This is much less than half of the story. Getting a single parameter is a
fairly easy thing to do, with or without the CGI module.

As stated above, you can tell CGI.pm to decode ALL imput parameters for you,
taking care of having to individually do it.

Using the CGI
module for producing HTML is only a very cumbersome way of writing
something in a complicated syntax that is much easier written directly in
HTML. For which task does the CGI module offer significant help, compared
with simply outputting HTML and analysing the input?

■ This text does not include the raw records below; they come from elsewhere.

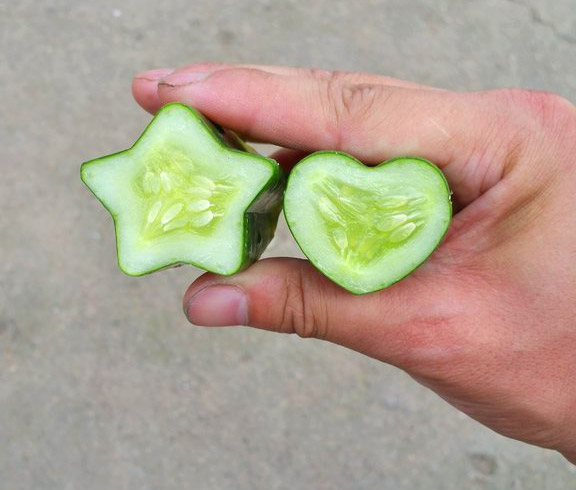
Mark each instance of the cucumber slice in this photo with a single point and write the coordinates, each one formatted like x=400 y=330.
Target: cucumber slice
x=188 y=192
x=366 y=227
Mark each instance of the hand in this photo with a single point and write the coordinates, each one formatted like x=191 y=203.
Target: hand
x=488 y=322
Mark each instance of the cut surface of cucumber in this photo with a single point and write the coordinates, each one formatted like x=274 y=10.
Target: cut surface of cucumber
x=187 y=192
x=366 y=227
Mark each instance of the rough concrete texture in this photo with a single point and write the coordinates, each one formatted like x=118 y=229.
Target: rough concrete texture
x=103 y=384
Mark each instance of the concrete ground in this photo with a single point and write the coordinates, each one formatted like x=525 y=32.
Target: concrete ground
x=103 y=384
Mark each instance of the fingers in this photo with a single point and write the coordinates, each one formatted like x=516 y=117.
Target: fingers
x=145 y=85
x=290 y=296
x=371 y=121
x=463 y=133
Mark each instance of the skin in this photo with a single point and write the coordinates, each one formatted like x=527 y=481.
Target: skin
x=488 y=321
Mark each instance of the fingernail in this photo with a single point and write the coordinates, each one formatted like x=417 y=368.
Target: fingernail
x=217 y=306
x=154 y=75
x=184 y=78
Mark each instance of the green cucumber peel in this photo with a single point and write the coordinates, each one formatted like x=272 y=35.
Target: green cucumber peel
x=366 y=228
x=188 y=192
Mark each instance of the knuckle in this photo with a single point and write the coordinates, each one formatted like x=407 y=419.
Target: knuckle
x=352 y=107
x=301 y=313
x=547 y=110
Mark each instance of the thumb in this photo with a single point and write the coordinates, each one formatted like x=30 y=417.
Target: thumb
x=290 y=296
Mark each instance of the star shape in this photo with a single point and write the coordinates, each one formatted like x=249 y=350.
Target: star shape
x=180 y=194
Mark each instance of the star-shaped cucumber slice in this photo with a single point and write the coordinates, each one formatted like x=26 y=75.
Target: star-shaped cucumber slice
x=187 y=192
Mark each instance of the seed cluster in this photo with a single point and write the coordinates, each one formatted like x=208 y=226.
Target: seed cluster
x=362 y=225
x=180 y=198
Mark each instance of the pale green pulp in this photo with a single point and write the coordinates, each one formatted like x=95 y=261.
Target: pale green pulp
x=364 y=225
x=180 y=195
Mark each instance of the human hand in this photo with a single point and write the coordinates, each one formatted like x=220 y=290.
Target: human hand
x=488 y=322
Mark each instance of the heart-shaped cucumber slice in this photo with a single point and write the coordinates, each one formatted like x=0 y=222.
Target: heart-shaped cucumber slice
x=366 y=227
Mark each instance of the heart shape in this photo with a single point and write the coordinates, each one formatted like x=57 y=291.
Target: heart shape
x=363 y=227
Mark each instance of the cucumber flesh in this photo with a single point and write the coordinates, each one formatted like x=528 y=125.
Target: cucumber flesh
x=366 y=227
x=187 y=193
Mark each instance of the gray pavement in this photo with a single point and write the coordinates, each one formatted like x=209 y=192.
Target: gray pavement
x=103 y=385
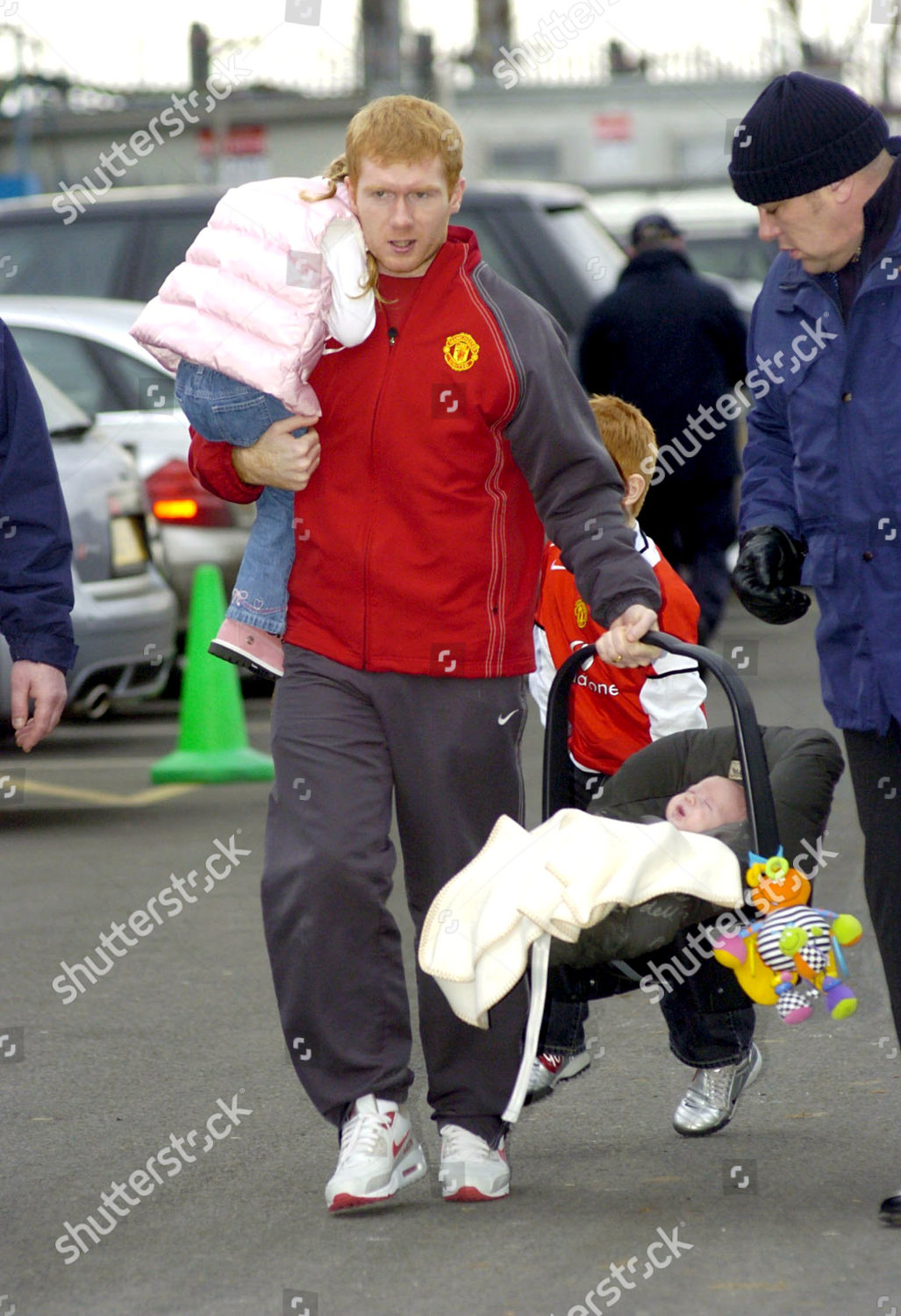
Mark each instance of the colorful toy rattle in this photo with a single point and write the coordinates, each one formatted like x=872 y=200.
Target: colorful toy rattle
x=793 y=952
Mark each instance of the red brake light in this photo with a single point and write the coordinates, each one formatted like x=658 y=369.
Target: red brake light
x=176 y=497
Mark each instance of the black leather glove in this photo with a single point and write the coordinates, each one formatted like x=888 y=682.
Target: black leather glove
x=769 y=566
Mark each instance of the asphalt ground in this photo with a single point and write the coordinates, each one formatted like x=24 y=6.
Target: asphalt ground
x=775 y=1213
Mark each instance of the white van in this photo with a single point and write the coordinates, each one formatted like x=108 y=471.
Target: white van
x=721 y=232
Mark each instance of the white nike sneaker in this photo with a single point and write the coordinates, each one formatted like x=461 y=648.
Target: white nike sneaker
x=378 y=1155
x=469 y=1169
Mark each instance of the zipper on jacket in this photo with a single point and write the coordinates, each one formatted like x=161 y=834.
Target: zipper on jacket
x=392 y=339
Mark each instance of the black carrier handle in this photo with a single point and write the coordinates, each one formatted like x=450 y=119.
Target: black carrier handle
x=761 y=808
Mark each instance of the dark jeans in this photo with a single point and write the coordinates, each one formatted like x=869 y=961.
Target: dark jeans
x=709 y=1018
x=875 y=763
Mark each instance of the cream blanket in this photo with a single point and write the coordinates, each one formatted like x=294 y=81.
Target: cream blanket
x=567 y=874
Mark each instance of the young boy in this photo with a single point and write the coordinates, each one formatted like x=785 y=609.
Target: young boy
x=616 y=712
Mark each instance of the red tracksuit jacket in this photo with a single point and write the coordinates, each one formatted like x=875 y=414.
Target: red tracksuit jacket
x=418 y=539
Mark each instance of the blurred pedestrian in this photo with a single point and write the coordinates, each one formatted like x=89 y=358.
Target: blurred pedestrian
x=672 y=344
x=36 y=557
x=447 y=437
x=821 y=495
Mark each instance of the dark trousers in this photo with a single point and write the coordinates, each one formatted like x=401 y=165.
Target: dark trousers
x=693 y=524
x=875 y=763
x=709 y=1018
x=344 y=744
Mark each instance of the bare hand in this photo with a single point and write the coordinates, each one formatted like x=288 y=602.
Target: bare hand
x=619 y=645
x=46 y=686
x=278 y=458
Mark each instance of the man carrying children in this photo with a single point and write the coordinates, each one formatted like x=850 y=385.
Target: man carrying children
x=447 y=439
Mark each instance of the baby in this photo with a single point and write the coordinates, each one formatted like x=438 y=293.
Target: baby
x=709 y=805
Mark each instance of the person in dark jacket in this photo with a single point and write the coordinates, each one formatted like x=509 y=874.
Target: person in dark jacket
x=672 y=344
x=821 y=495
x=36 y=557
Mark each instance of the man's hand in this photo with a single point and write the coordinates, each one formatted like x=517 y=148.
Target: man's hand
x=278 y=458
x=767 y=570
x=621 y=647
x=46 y=686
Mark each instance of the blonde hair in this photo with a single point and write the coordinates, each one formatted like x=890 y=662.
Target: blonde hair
x=627 y=436
x=392 y=129
x=334 y=174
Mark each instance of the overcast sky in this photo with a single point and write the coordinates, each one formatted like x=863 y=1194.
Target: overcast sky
x=112 y=42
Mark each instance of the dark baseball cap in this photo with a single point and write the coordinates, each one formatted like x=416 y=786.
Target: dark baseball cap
x=654 y=225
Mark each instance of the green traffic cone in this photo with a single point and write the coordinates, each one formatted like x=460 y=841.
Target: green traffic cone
x=212 y=731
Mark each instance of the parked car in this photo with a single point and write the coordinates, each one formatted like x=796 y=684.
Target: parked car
x=83 y=345
x=721 y=233
x=125 y=612
x=542 y=237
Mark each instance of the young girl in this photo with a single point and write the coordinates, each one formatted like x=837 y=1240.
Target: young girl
x=242 y=321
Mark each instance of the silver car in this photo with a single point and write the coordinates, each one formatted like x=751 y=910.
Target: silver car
x=83 y=345
x=125 y=612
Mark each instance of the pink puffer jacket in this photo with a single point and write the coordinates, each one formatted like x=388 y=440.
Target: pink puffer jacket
x=253 y=294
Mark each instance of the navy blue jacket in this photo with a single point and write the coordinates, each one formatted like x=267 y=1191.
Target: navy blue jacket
x=824 y=462
x=36 y=547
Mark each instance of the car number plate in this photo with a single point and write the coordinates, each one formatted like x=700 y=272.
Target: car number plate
x=129 y=547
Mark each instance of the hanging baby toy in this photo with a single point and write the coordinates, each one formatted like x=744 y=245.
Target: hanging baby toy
x=792 y=953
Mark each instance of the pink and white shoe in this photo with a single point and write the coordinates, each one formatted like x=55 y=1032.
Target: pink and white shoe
x=378 y=1155
x=249 y=647
x=469 y=1169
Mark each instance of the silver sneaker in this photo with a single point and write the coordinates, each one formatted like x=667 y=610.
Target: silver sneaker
x=547 y=1070
x=711 y=1100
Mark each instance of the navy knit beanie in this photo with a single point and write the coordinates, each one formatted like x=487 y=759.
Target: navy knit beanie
x=800 y=134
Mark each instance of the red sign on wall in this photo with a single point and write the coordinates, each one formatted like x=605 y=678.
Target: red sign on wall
x=611 y=128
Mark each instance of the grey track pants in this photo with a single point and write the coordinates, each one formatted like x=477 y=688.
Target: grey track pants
x=344 y=741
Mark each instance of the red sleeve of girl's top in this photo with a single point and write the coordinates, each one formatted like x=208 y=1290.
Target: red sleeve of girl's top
x=212 y=465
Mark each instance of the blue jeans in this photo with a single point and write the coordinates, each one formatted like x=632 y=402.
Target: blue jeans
x=226 y=411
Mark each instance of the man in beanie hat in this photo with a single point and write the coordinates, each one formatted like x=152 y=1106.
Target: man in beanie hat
x=821 y=495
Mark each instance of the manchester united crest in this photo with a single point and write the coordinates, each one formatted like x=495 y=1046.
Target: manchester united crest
x=461 y=352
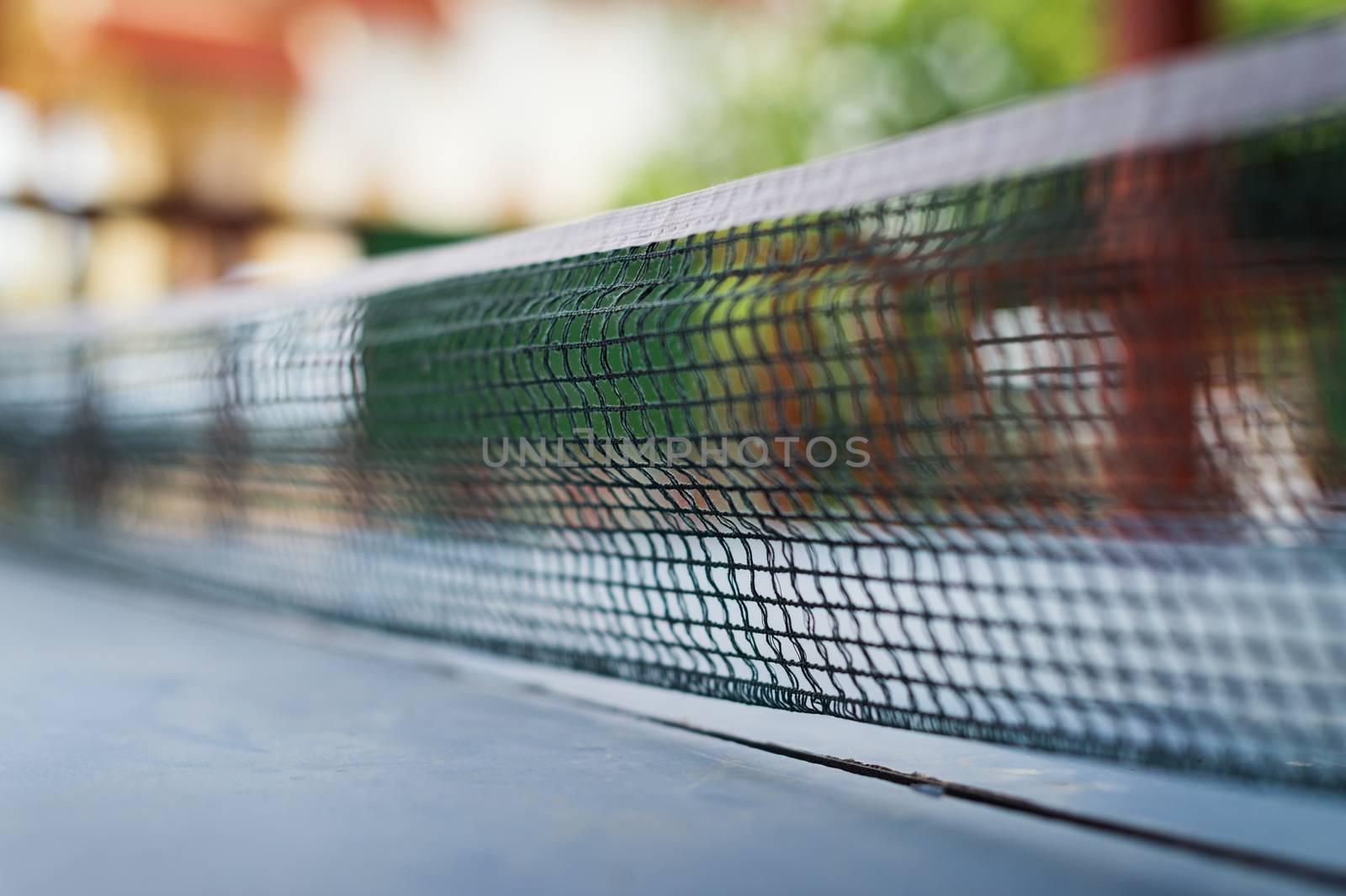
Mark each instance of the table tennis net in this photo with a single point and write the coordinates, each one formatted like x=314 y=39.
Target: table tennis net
x=1050 y=456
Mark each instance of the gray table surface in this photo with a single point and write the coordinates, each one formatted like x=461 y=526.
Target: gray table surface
x=148 y=751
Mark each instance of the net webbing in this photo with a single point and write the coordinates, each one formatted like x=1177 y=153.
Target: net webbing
x=1050 y=456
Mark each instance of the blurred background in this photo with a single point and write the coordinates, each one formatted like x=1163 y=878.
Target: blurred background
x=148 y=147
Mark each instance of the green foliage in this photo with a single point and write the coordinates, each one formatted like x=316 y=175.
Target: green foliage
x=838 y=74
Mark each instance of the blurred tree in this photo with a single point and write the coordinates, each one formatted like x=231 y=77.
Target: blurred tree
x=838 y=74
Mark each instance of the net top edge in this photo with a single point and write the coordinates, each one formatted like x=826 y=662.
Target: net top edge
x=1189 y=98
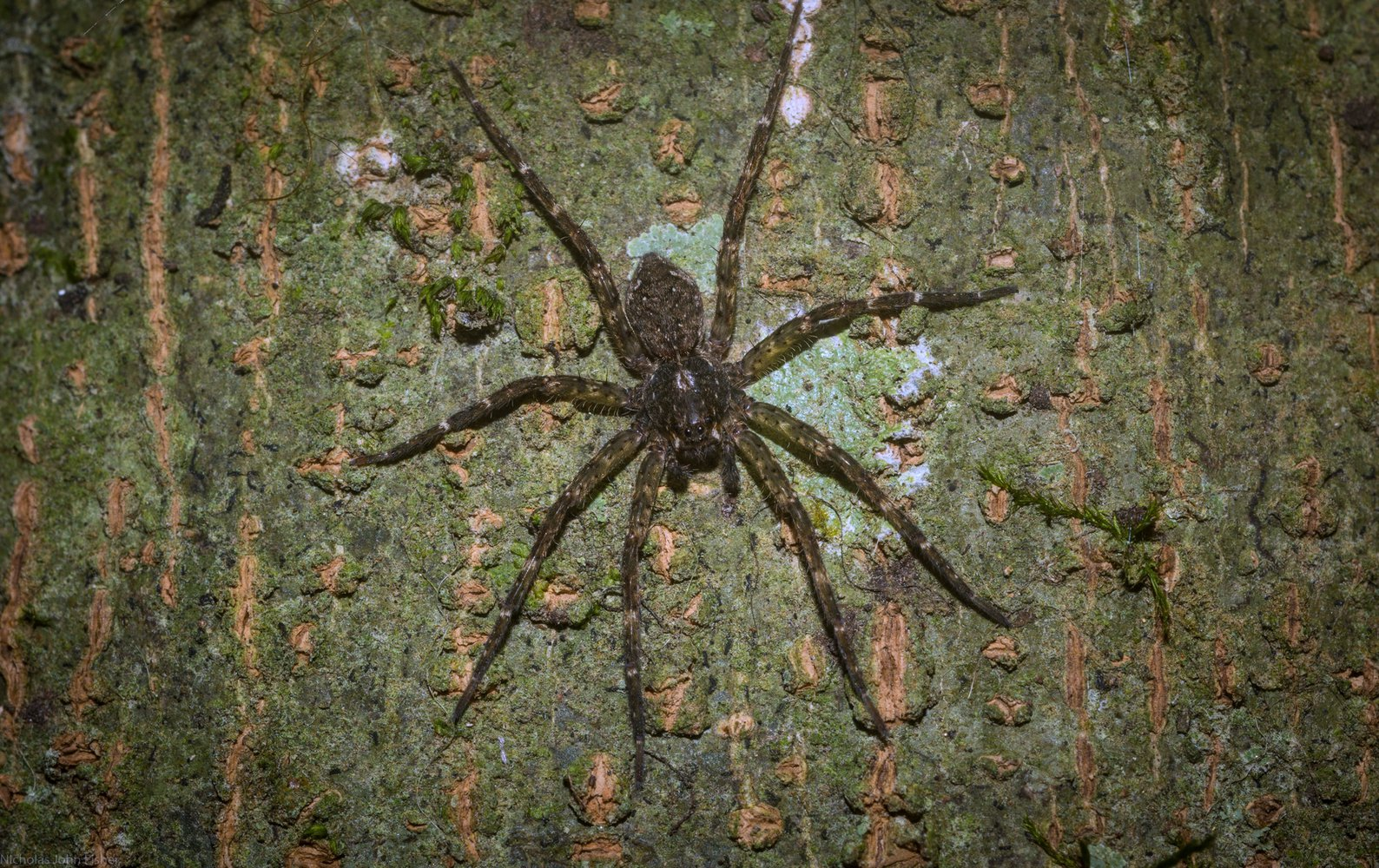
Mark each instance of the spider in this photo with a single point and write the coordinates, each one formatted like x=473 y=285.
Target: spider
x=690 y=412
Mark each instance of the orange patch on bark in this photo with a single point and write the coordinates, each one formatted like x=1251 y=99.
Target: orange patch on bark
x=1085 y=762
x=333 y=464
x=597 y=849
x=592 y=10
x=1365 y=682
x=157 y=419
x=28 y=431
x=682 y=208
x=328 y=574
x=598 y=795
x=248 y=356
x=792 y=769
x=1001 y=260
x=1007 y=710
x=473 y=597
x=1264 y=811
x=300 y=644
x=1074 y=670
x=669 y=699
x=73 y=748
x=996 y=506
x=1158 y=687
x=1270 y=367
x=669 y=149
x=228 y=823
x=890 y=183
x=890 y=641
x=485 y=518
x=1006 y=389
x=756 y=827
x=76 y=375
x=1224 y=689
x=665 y=542
x=736 y=725
x=462 y=813
x=116 y=490
x=16 y=148
x=100 y=623
x=804 y=666
x=311 y=854
x=25 y=510
x=1001 y=652
x=602 y=102
x=14 y=250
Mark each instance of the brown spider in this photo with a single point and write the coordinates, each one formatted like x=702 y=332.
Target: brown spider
x=690 y=412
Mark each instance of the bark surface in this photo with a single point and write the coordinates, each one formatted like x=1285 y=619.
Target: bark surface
x=221 y=227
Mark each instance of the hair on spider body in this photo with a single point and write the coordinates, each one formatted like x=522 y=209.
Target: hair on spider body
x=690 y=413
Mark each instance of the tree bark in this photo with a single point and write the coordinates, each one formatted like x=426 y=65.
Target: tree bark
x=224 y=645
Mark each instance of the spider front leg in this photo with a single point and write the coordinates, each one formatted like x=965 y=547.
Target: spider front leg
x=598 y=470
x=799 y=436
x=643 y=503
x=767 y=470
x=729 y=247
x=586 y=255
x=577 y=389
x=796 y=335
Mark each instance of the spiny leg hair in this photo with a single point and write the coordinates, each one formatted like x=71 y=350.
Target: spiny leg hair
x=602 y=467
x=643 y=503
x=830 y=457
x=575 y=389
x=673 y=413
x=797 y=335
x=776 y=487
x=729 y=247
x=591 y=262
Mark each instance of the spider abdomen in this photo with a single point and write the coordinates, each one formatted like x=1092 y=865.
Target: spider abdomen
x=663 y=309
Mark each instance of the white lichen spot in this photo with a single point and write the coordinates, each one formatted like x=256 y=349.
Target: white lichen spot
x=796 y=105
x=927 y=367
x=694 y=250
x=796 y=102
x=371 y=161
x=916 y=477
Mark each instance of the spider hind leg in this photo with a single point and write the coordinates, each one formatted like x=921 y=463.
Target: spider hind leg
x=767 y=470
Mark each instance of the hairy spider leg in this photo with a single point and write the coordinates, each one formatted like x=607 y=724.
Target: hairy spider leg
x=643 y=503
x=586 y=255
x=799 y=436
x=577 y=389
x=602 y=467
x=729 y=247
x=767 y=470
x=795 y=337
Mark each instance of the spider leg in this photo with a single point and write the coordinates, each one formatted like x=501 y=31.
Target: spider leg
x=598 y=470
x=643 y=502
x=528 y=389
x=586 y=255
x=729 y=248
x=759 y=460
x=796 y=335
x=802 y=437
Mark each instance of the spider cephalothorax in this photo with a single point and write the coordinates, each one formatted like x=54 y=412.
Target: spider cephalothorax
x=690 y=412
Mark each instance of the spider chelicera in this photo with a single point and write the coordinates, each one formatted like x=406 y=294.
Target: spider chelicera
x=690 y=412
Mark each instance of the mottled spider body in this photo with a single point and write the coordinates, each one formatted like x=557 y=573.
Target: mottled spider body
x=690 y=412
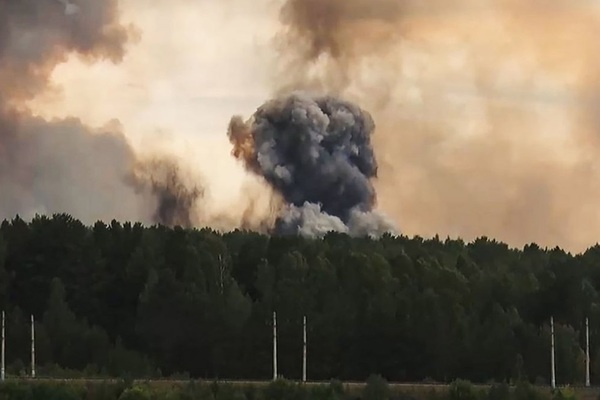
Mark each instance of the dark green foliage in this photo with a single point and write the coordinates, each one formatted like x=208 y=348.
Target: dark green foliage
x=499 y=392
x=136 y=393
x=461 y=390
x=125 y=300
x=564 y=394
x=376 y=388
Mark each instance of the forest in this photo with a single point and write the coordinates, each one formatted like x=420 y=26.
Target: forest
x=123 y=299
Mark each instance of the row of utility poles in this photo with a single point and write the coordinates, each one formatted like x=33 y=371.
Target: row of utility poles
x=3 y=348
x=304 y=350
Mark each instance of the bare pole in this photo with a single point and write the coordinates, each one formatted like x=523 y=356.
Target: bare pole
x=552 y=365
x=274 y=345
x=587 y=352
x=2 y=356
x=32 y=347
x=304 y=349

One of the (relatively few) things that are easier with the CGI module
than without is reusing the input values as defaults for the same form
when it must be output again because of incompletely or wrongly filled-in
values. Now, if I have to touch every single value, decode it, and store
it back into the structure, I could have hand-programmed that reuse with
not more effort.

Yeah, there is no argument there. The Unicode (flavor utf-8) gatekeeper for
Perl is usually the file i/o layers which covers both input and output.
For example, the :utf8 layer on handles.

However, binary text can creep into data variables at various times and via
various paths. I guess its up to you to know where and when this can happen.
Decode in, encode out if thats the case. But don't encode more than once,
or data that hasen't been decoded.

-sln
 
P

Peter J. Holzer

There's no need to suspect: read the docs. The only effect of the utf8
pragma is to tell perl that your source code is written in UTF-8.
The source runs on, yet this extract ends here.